Paris Morgu’nda isimsiz ve bilinmeyen cesetlerin kimliğinin tanımlanması için açık bir stant bulunuyordu. Sanayi ihtilali sırasında pek çok kişi ya güçlü kurallarda çalışmak ya da yeni icatları görmek için kenti ziyaret ediyordu ve kim olduğu bilinmeyen, yaşanan sayısız mekanik kazada pek çok kişi hayatını kaybediyordu. Ve bunlar da kentin bilinmeyenlerinin ortasına katılıyordu. Bu stant, çok geçmeden flanörler ortasında değerli bir uğrak noktasına dönüştü. Hatta İngiliz ziyaret listelerinde Ölüm Müzesi olarak yer alıyordu.

How Stuff Works’ün belirttiğine nazaran, Notre-Dame Katedrali’nin ardında bulunan Paris morgu, cesetleri tiyatro perdeli pencerelerin gerisine yerleştirdi ve kimin sergilendiğine bağlı olarak on ila yüz binlerce ziyaretçiyi çekebiliyordu.

Bu çok kaba bir uğraş üzere görünebilir fakat Taryn Cain’in Wellcome Koleksiyonu için belirttiği üzere, çağdaş çağda da kendi Paris Morgumuz denilebilecek bir standımız var ve global bir fenomen haline geldi. Tartışmalı Body Worlds sergisi, 40 milyondan fazla defa ziyaret edilen ve hatta bir Bond sinemasına bahis olan plastinasyon sürecinden geçmiş kadavraları sergiliyor.

Paris Morgu vaktinde cesetler tazeydi ve yalnızca değerli yerlerini gizlemek için kumaş şeritleriyle kaplıydı, lakin kıyafetleri üzerlerine asılarak merhumun hayatına dair bir anlık imaj sağlanıyordu.
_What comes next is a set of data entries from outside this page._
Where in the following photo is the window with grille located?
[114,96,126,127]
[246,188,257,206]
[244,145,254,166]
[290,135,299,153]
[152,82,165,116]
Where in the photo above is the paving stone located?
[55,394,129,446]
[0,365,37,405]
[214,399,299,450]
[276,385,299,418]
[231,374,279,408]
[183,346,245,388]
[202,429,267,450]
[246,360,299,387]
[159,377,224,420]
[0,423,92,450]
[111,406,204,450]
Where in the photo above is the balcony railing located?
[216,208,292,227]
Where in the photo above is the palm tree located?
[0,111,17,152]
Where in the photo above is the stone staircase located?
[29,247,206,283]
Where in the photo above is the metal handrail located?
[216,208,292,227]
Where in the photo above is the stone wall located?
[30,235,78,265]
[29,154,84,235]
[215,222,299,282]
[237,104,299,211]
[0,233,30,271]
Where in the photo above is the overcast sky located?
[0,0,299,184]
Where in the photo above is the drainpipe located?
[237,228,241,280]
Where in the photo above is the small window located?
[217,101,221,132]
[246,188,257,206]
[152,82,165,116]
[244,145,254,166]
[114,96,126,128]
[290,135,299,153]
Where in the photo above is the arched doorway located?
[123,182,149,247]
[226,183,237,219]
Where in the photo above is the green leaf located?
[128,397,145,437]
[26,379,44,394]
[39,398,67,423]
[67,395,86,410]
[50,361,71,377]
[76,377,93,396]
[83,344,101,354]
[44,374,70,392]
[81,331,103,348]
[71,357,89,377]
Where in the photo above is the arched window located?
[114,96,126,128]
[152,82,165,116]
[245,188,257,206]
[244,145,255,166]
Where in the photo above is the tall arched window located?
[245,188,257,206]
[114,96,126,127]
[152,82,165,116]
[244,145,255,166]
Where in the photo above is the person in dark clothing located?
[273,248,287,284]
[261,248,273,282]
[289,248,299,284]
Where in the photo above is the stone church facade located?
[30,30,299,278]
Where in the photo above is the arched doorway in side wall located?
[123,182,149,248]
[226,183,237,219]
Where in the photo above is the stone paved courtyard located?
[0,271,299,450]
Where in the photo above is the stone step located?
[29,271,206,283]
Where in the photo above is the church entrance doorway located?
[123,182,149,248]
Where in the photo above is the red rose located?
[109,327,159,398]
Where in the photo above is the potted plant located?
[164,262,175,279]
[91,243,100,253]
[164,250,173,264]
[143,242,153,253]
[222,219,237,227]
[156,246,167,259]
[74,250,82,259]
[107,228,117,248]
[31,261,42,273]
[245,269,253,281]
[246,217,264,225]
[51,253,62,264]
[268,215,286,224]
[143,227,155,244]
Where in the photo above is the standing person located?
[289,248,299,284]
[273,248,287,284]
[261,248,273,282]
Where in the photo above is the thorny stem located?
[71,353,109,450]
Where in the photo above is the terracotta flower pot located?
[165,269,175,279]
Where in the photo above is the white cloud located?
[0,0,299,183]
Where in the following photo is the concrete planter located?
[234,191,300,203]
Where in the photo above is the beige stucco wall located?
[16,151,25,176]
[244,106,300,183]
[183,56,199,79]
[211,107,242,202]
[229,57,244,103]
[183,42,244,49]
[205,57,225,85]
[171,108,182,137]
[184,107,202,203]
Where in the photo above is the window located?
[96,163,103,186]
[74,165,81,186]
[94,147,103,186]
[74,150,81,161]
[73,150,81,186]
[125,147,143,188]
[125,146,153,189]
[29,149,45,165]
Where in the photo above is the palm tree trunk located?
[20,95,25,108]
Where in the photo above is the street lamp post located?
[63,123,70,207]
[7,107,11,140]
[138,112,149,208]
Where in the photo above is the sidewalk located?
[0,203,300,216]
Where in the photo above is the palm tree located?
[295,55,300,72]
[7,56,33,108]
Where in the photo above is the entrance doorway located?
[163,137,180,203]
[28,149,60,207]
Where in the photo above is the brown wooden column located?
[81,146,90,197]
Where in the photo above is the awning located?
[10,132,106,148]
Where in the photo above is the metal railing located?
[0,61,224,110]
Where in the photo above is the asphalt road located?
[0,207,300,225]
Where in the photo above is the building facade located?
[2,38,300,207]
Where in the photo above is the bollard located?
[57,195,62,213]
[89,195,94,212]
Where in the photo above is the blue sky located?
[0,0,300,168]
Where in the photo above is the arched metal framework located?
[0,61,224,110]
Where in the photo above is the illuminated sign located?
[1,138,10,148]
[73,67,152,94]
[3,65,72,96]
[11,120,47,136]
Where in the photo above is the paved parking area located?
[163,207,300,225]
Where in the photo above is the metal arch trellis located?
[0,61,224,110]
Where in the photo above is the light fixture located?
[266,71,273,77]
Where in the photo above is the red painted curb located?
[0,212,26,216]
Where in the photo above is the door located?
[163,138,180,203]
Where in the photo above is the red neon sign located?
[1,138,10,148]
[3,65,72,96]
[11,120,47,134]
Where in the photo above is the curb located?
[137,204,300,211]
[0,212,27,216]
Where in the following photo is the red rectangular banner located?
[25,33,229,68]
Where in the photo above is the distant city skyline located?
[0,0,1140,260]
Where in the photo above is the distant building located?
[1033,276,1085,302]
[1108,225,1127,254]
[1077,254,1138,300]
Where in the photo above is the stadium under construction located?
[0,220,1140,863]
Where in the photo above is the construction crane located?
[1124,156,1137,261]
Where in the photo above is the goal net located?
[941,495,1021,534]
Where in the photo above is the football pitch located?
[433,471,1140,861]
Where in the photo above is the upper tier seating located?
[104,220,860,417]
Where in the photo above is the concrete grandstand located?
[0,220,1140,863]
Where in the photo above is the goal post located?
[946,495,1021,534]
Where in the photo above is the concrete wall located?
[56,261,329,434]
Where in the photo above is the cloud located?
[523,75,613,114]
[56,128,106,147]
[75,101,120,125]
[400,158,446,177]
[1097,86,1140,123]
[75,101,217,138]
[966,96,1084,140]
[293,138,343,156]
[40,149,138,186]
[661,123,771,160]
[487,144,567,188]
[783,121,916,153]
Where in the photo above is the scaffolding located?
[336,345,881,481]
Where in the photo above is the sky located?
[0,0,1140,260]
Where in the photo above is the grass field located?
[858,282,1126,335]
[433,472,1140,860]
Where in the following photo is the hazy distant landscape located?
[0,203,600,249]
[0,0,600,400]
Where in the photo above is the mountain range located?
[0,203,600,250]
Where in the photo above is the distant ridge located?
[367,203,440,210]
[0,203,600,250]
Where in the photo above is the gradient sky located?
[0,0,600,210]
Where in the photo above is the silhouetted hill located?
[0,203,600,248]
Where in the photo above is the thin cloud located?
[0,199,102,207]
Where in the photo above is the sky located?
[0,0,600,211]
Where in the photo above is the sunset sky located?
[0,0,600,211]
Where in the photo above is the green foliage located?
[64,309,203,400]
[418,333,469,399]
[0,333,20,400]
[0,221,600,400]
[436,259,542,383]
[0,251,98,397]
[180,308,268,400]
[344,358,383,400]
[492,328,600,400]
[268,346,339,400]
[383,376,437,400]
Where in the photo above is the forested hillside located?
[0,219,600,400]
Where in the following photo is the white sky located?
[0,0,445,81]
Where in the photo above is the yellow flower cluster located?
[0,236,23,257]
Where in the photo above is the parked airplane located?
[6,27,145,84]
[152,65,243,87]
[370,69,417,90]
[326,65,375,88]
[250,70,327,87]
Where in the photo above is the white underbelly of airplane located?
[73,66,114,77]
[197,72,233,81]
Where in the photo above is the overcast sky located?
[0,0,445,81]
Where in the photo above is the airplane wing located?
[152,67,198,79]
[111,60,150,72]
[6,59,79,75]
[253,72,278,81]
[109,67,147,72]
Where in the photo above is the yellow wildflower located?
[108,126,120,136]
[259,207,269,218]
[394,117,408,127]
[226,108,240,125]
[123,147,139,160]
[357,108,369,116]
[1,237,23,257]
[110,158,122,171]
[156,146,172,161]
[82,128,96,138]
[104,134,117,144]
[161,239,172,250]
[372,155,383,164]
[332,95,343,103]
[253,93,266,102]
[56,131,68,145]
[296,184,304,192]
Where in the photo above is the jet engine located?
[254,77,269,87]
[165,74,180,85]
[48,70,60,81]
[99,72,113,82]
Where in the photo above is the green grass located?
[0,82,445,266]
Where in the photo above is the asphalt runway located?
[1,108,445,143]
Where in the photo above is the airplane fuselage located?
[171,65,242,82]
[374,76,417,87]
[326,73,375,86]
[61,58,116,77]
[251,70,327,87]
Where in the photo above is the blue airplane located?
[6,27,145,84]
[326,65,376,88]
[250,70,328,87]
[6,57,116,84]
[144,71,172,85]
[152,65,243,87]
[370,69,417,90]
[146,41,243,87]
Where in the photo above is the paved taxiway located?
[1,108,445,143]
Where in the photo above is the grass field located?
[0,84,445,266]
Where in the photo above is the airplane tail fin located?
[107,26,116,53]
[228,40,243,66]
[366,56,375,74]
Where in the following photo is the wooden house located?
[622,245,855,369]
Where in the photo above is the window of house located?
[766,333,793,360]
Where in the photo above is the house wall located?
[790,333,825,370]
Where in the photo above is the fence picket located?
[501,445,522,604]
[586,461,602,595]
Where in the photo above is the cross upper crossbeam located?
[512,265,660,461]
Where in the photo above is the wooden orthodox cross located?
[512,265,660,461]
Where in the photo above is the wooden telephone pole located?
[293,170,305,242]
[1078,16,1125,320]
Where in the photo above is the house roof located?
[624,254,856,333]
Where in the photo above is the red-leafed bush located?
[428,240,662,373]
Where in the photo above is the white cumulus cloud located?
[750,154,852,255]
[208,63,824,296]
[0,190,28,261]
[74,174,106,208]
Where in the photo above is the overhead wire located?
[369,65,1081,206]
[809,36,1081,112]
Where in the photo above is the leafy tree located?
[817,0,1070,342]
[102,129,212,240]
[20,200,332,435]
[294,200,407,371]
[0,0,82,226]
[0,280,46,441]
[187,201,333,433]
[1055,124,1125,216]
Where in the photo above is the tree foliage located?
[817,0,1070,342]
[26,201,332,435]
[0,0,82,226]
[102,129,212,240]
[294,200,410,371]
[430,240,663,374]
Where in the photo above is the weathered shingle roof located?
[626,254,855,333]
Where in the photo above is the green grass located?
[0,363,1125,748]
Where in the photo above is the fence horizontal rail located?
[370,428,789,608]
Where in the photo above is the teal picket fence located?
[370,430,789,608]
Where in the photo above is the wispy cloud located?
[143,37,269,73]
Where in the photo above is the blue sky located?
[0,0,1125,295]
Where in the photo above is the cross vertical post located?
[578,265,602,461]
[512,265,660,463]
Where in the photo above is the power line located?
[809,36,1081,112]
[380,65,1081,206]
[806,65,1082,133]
Fransız oyun müellifi Léon Gozlan’ın dediği üzere, “Başka yere en son modayı görmeye gittiğiniz üzere, oraya da boğulanları görmeye gidersiniz.”

Musée Grevin, yakın vakitteki cinayetlerin balmumundan canlandırmalarını sahneleyen bir “canlı gazete” yaratarak dehşetin çekiciliğinden yararlanırken, Paris Morgu, insanlara dehşeti canlı canlı sunarak meraklarını gidermek için bir adım daha ileri gitmiş üzere görünüyordu. Basın, son ölümlerin fecî detaylarını heyecanla izliyordu ve morg, okuyuculara kurbanları yakından görerek öyküyle daha fazla irtibat kurma fırsatı veriyordu.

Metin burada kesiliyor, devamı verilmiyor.